Solved: Cisco ASA failover Active/Passive with Certificate authentication

abdelkhalek-benhima · ‎09-02-2020

Hello everyone,

I am upgrading a single ASA firewall to a dual-ASA firewall. the deployment to consider is active/passive with state failover.

My question is regarding the sync flows between the 2 ASA firewall, in my understanding, there are 2 ways to protect these flows : failover password or IPSec tunnel for failover.

Question : Is there anyway how we can use certificates (from my company's CA) for primary ASA to authenticate secondary ASA and encrypt replication flows between both of them ?

That's becayse I think that password protection is weak, and IPSec tunnel seem to me difficult to throubleshoot by our network operators.

Thanks you so much for you quick answers and feedbacks :)

Best regards,

Abdel.

Karsten Iwen · ‎09-02-2020

I have not seen any option to authenticate the two ASAs HA-link with certificates. But don't be afraid about the IPsec troubleshooting. Once the config is complete and the FO-link is operational, there is nothing to troubleshoot. It will just "be there" and you don't have to take care of it.

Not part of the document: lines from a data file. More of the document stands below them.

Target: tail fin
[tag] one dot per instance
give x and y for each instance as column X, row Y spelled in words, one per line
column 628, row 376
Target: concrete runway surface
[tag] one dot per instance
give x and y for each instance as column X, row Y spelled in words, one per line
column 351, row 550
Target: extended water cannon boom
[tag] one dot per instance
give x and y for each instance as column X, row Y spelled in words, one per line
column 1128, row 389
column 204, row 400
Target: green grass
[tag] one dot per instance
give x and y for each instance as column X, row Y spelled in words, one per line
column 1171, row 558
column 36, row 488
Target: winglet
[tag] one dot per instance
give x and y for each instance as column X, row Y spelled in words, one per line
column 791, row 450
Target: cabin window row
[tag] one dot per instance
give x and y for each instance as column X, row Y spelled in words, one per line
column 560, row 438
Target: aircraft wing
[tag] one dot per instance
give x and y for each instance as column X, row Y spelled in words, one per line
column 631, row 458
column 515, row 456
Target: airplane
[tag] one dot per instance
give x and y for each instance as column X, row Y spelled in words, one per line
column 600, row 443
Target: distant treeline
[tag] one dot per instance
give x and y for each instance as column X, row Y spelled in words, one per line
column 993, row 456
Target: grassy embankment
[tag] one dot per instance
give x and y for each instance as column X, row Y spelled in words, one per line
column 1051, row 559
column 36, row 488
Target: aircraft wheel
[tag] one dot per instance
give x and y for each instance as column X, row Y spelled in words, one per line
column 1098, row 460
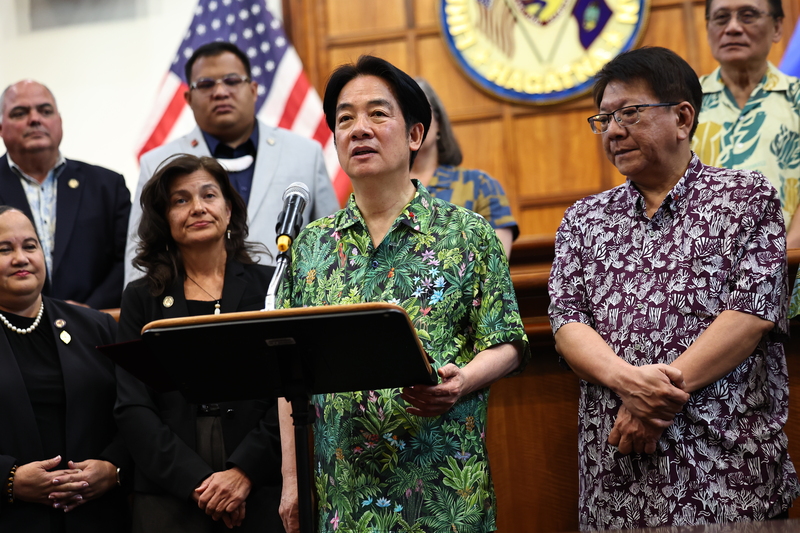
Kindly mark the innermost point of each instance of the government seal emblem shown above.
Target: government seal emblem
(539, 51)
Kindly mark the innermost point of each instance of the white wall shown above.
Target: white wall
(104, 75)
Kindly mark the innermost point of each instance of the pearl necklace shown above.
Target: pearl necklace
(25, 331)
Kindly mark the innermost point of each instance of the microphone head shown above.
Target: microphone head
(297, 188)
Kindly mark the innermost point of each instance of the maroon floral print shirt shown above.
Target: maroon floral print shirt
(650, 287)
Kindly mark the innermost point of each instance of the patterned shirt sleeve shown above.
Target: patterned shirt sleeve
(758, 280)
(492, 202)
(495, 314)
(568, 298)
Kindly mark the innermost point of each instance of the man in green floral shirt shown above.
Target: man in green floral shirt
(411, 460)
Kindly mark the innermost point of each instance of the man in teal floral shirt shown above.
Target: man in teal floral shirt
(411, 460)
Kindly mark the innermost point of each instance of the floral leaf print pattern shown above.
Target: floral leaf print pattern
(760, 136)
(650, 287)
(786, 148)
(379, 468)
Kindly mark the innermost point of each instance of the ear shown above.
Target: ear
(415, 136)
(685, 119)
(778, 27)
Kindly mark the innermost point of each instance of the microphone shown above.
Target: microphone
(290, 221)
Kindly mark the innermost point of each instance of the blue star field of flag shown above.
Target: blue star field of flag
(246, 23)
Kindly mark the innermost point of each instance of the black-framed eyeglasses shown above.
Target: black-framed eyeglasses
(625, 116)
(231, 80)
(745, 15)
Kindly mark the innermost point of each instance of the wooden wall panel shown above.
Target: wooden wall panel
(551, 143)
(667, 28)
(482, 145)
(396, 52)
(348, 18)
(545, 218)
(425, 13)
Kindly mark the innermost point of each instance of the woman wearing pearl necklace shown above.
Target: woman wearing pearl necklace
(196, 465)
(59, 448)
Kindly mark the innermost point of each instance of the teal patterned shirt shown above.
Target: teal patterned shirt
(477, 191)
(762, 136)
(378, 468)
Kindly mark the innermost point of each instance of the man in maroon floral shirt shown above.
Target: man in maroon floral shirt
(668, 299)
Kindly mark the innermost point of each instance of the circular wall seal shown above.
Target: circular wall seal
(539, 51)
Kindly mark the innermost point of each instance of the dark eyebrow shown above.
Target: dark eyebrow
(371, 103)
(27, 108)
(24, 241)
(203, 188)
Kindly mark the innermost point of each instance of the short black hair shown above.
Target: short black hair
(775, 9)
(668, 75)
(411, 99)
(214, 49)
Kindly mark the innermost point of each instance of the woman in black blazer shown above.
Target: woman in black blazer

And if it would be possible to use certificates, it still would be IPsec and be even more complex to operate.

View solution in original post

Karsten Iwen · ‎09-02-2020

I have not seen any option to authenticate the two ASAs HA-link with certificates. But don't be afraid about the IPsec troubleshooting. Once the config is complete and the FO-link is operational, there is nothing to troubleshoot. It will just "be there" and you don't have to take care of it.

And if it would be possible to use certificates, it still would be IPsec and be even more complex to operate.